M Serge Bernard Charles Y... et Mme Augusta A... épouse Y... parents et uniques ayant droit de la salariée ont repris l'instance pendante devant la Cour d'appel ;
DEVANT LA COUR :
Par conclusions déposées le 12 décembre 2011 et développées oralement auxquelles il est expressément fait référence, M X... a demandé à la Cour de réformer en toutes ses dispositions le jugement attaqué et de débouter les époux Y... de leurs demandes.
Par conclusions déposées le 12 décembre 2011 et développées oralement auxquelles il est expressément fait référence, les époux Y... ont demandé à la Cour :
À titre principal :
- de constater la nullité du licenciement - de condamner en conséquence le Cabinet Thierry X... au paiement de la somme de 50 000,00 euros à titre de dommages et intérêts pour licenciement illicite;
à titre subsidiaire :
- dire le licenciement sans cause réelle et sérieuse, - dire le licenciement abusif et vexatoire; - condamner en conséquence le Cabinet Thierry X... au paiement de la somme de50 000,00 euros à titre de dommages et intérêts de ce chef ;
À titre infiniment subsidaiaire :
Confirmer le jugement en ce qu'il a condamné l'employeur au paiement de la somme de 8 000,00 euros à titre de dommages et intérêts.

En tout état de cause :
Condamner le Cabinet Thierry X... au paiement de la somme de 3 000,00 euros sur le fondement de l'article 700 du Code de procédure civile

MOTIFS DE LA DECISION :

Mme Y... invoque la nullité du licenciement en se fondant sur l'article 1132-1 du Code du travail selon lequel : " aucune personne ne peut être licenciée en raison de son état de santé" et l'article 1132-4 selon lequel " toute disposition ou toute acte contraire à l'égard d'un salarié est nul de plein droit".
Elle soutient que le motif de licenciement invoqué est manifestement lié à sa maladie .
Toutefois, le motif invoqué dans la lettre de licenciement n'est pas la maladie elle même mais le retard mis par la salarié à avertir l'employeur de son absence et la désorganisation que ce retard a provoqué dans le fonctionnement de l'entreprise.
Le licenciement peut être valablement causé par la désorganisation provoquée dans l'entreprise par les absences du salarié pour cause de maladie et a fortiori lorsque cette désorganisation est amplifiée par un manquement du salarié à son obligation d'avertir l'employeur dans le délai prescrit .
Les époux Y... ne peuvent invoquer la nullité du licenciement sur le fondement des articles sus rappelés.
Au soutien de ses prétentions le Cabinet Thierry X... fait valoir que :
Mme Y... était tenue de justifier des motifs de son absence dans les 3 jours . Or l'employeur n' en a été avisé que le 20 novembre soit 15 jours plus tard . La salariée a encore attendu 4 jours après la réception de sa convocation à entretien préalable qui visait cette absence de justification avant de poster le certificat médical.
Elle n'apporte aucune justification à cet envoi tardif.

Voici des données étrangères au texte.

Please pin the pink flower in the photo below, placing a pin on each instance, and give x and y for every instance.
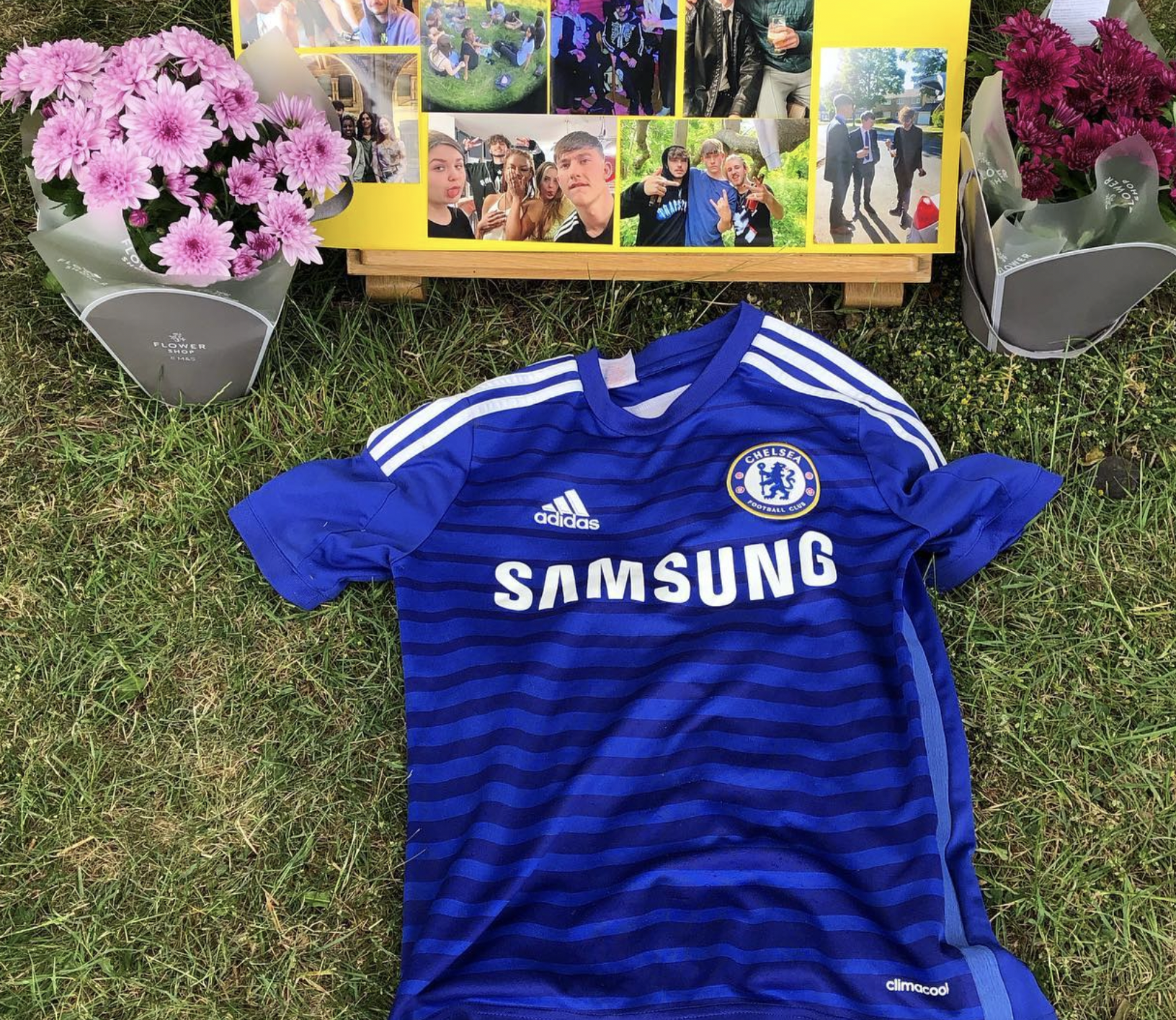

Elle n'était pas dans l'incapacité de se déplacer pour poster la lettre puisqu'elle a pu venir à l'entretien du 21 novembre;
Par ailleurs, Mme Y..., unique employée, était particulièrement bien placée pour savoir que son absence perturbait gravement le fonctionnement du cabinet.
Elle savait qu'en s'abstenant de justifier de son absence pour raisons médicales, elle rendait impossible son remplacement .
On doit en déduire que c'est à dessein et dans l'intention de nuire que Mlle Y... s'est abstenue de fournir ce justificatif en temps utile et raisonnable .

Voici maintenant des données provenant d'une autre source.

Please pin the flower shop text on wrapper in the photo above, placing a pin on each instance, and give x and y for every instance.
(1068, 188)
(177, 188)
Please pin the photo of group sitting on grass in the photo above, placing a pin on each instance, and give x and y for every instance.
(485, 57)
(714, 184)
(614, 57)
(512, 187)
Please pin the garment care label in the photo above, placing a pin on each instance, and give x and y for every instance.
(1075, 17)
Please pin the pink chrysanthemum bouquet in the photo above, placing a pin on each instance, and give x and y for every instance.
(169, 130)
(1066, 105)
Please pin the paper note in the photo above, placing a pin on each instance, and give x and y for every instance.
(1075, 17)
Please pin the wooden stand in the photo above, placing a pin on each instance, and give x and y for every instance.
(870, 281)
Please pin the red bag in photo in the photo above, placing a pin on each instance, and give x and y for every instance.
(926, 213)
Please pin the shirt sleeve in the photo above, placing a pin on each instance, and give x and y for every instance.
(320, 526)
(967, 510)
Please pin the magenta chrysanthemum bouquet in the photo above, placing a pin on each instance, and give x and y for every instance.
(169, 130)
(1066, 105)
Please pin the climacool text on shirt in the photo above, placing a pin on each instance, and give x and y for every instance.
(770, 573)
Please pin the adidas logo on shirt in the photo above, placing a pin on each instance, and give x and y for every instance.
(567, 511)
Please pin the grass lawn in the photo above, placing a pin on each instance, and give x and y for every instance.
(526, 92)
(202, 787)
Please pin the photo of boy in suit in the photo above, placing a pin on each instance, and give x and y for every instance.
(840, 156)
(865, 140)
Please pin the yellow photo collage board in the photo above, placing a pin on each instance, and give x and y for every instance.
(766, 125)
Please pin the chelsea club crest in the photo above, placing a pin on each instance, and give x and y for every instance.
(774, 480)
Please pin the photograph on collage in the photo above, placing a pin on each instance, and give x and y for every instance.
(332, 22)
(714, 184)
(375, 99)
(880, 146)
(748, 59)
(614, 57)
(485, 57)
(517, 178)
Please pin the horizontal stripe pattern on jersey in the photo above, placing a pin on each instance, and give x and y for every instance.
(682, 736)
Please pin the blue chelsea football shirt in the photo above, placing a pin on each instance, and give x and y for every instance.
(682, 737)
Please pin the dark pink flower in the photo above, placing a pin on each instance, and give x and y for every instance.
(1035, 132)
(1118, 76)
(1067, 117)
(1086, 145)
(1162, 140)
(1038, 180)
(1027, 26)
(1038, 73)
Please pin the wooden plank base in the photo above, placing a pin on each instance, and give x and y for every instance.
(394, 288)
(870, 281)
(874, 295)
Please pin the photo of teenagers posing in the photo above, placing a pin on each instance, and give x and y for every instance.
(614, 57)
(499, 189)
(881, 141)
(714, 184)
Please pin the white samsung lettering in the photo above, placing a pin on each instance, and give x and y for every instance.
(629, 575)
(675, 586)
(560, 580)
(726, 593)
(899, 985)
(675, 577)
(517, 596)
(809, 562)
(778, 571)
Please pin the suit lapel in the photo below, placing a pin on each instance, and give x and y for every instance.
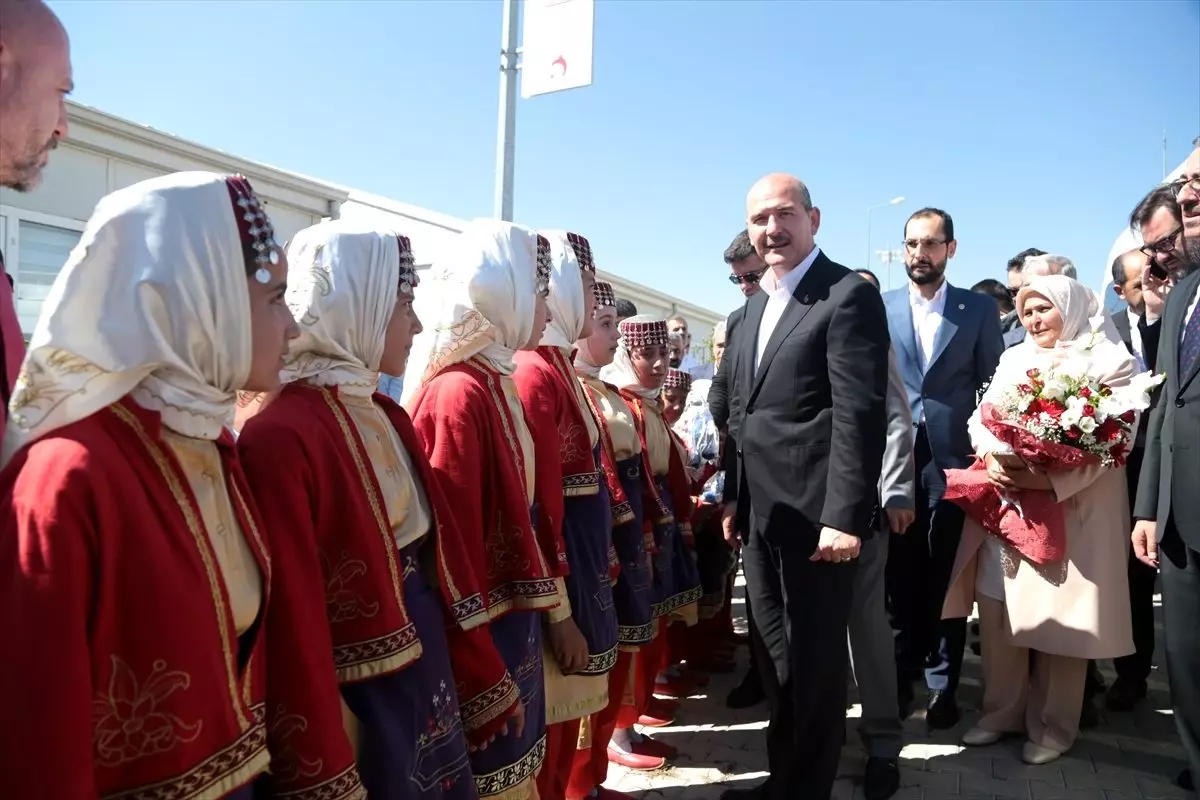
(1188, 294)
(798, 305)
(953, 316)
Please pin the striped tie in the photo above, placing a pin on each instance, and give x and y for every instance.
(1189, 348)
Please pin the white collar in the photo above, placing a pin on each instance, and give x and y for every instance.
(772, 284)
(935, 302)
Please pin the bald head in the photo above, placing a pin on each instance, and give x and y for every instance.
(35, 79)
(781, 221)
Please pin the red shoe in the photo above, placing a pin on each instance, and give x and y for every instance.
(663, 708)
(649, 720)
(653, 747)
(635, 762)
(679, 687)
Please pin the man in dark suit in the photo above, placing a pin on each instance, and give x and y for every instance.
(745, 269)
(808, 386)
(1168, 507)
(947, 344)
(1138, 325)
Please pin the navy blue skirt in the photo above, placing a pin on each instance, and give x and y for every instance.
(633, 593)
(412, 743)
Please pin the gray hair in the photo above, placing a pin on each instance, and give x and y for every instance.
(1049, 264)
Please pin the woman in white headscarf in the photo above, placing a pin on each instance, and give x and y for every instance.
(363, 541)
(640, 370)
(485, 300)
(621, 459)
(574, 510)
(1055, 615)
(133, 571)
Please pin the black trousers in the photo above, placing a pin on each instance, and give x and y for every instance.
(1135, 667)
(918, 573)
(801, 609)
(1181, 609)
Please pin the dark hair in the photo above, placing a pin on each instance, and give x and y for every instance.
(996, 290)
(1162, 197)
(870, 276)
(739, 250)
(929, 211)
(1018, 260)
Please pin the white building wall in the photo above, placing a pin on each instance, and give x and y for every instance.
(105, 152)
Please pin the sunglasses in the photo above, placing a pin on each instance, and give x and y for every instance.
(749, 278)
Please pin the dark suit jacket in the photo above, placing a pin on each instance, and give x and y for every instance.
(966, 350)
(1150, 346)
(811, 421)
(1170, 471)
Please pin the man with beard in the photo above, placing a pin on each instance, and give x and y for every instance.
(35, 78)
(947, 342)
(1168, 507)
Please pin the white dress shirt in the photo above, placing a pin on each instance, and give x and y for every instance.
(779, 290)
(927, 318)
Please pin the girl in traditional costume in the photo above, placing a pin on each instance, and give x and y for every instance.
(133, 570)
(581, 649)
(621, 461)
(486, 299)
(366, 552)
(639, 370)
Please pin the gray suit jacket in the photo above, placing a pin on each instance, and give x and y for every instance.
(1170, 470)
(897, 489)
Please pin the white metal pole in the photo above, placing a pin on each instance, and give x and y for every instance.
(507, 122)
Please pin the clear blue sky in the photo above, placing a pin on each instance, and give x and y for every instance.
(1035, 124)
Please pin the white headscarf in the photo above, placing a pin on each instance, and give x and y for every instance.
(342, 283)
(1083, 314)
(154, 301)
(479, 300)
(565, 302)
(621, 372)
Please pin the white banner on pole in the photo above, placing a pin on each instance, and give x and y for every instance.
(556, 53)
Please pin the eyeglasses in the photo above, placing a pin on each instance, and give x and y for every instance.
(1180, 184)
(749, 278)
(1163, 246)
(928, 244)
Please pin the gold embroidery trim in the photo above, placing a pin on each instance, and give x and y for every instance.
(203, 545)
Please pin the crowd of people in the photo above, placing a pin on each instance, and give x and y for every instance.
(237, 561)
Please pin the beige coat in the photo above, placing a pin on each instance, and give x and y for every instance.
(1085, 613)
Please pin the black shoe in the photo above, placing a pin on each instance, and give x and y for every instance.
(881, 779)
(747, 695)
(1125, 695)
(1089, 715)
(942, 711)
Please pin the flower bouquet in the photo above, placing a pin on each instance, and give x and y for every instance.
(1057, 419)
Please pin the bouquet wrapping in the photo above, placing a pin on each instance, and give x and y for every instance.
(1056, 419)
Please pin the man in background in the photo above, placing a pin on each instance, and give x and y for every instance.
(35, 79)
(947, 343)
(1139, 330)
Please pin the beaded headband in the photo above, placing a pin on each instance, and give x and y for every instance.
(253, 227)
(582, 252)
(677, 379)
(408, 277)
(544, 265)
(604, 294)
(643, 334)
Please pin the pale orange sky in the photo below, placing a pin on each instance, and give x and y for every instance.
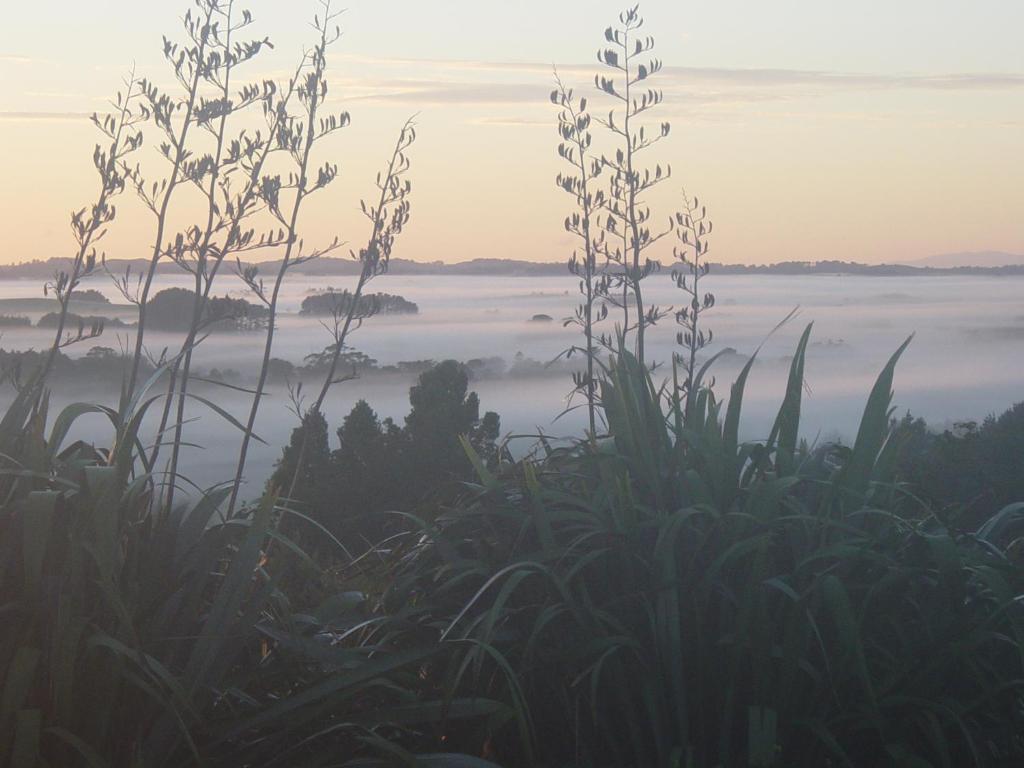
(866, 132)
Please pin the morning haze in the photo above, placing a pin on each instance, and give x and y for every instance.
(482, 385)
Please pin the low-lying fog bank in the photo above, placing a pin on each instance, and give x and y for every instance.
(966, 361)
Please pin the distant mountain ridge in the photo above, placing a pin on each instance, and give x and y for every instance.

Les époux Y... répliquent à ces arguments :
- que l'employeur, informé de la maladie de leur fille au moment de l'embauche, connaissait le motif de son arrêt de travail avant d'en avoir reçu la justification et souhaitait la licencier pour cette raison ; que la faute lourde n'est quasiment jamais invoquée à l'appui d'un licenciement s'agissant d'une faute d'une exceptionnelle gravité commise avec l'intention de nuire à l'employeur ou à l'entreprise et que seuls relèvent d'une telle qualification le vol, le sabotage, la violence, le faux et usage de faux .
- que M X... se contente d'invoquer la désorganisation de son entreprise sans s'attarder sur la nature des désordres provoqués par le retard et sans invoquer une seule raison qui aurait pu inciter Mlle Y... à nuire à son employeur.
Ils rappellent également qu'en droit, le seul fait pour un salarié dont l'employeur a connaissance de l'état de santé d'omettre de justifier une nouvelle prolongation de son absence à la date d'expiration d'un arrêt de travail pour maladie ne suffit pas à caractériser l'existence d'une cause réelle et sérieuse de licenciement.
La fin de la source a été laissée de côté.